Tipps der Polizei für den Umgang mit Verschwörungserzählungen:
- Texte und Überschriften kritisch betrachten: Falschmeldungen locken oft mit reißerischen Überschriften und sogenannten Clickbaits ("Klickköder"), die Emotionen ansprechen. Hier ist Vorsicht geboten: Wenn schockierende Behauptungen in einer Überschrift unglaubwürdig klingen, sind sie es vermutlich auch.
- Quellen genau prüfen: Wo kommt die Information her, ist der Absender vertrauenswürdig? Wenn überhaupt keine Quelle angegeben wird oder auf einer Website gar das Impressum fehlt, ist Vorsicht geboten.
- Fakten checken: Sind die Informationen wirklich korrekt? Wurde noch in anderen Medien, Zeitungen, Internetseiten darüber berichtet? Dabei helfen auch seriöse Faktenchecker-Seiten.
- Auf Verschwörungserzählungen hinweisen: Den Urheber der Meldung darauf hinweisen, dass er möglicherweise auf eine Verschwörungserzählung gestoßen ist bzw. eine solche verbreitet. Korrekte Quellenangaben fordern und dabei stets respektvoll sein.
- Problematische Inhalte melden: Inhalte, die Fake News oder Verschwörungsmythen enthalten, kann man direkt beim jeweiligen Onlinedienst als solche melden, damit sie gelöscht werden. Bei strafbaren Aussagen, sollte die Polizei informiert werden.

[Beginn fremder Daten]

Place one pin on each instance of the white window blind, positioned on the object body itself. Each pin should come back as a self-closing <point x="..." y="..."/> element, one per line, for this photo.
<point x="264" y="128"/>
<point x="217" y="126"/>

Das Bundesministerium des Innern, für Bau und Heimat fördert das Konzept, das auf einen Auftrag aus der Innenministerkonferenz zurückgeht, mit 475.000 Euro. "Zivile Helden" ist die Fortführung des interdisziplinären Forschungsprojektes "Präventive digitale Sicherheitskommunikation – ein innovativer Ansatz für Kriminalprävention in sozialen Online-Medien" (PräDiSiKo), das von Expertinnen und Experten aus der Medienethik, Kommunikationswissenschaft, Kriminologie, Rechtswissenschaft und der Ökonomie entwickelt wurde. Das Forschungsprojekt wurde in den Jahren 2016 bis 2019 vom Bundesministerium für Bildung und Forschung im Zuge der Bekanntmachung „Zivile Sicherheit – Neue ökonomische Aspekte“ im Programm „Forschung für die zivile Sicherheit“ gefördert. Das Konzept der "Zivilen Helden" ist wissenschaftlich evaluiert worden. Es wurde nun um einen vierten Baustein zum Thema Rechtsextremismus, Antisemitismus und Verschwörungsmythen ergänzt. Auch die Entwicklung des neuen interaktiven Films erfolgte unter Beratung wissenschaftlicher Begleitforschung. Der Clip wird mit der Fragestellung "Wie groß ist der Kausaleffekt des interaktiven Films auf die politische Radikalisierung?" evaluiert.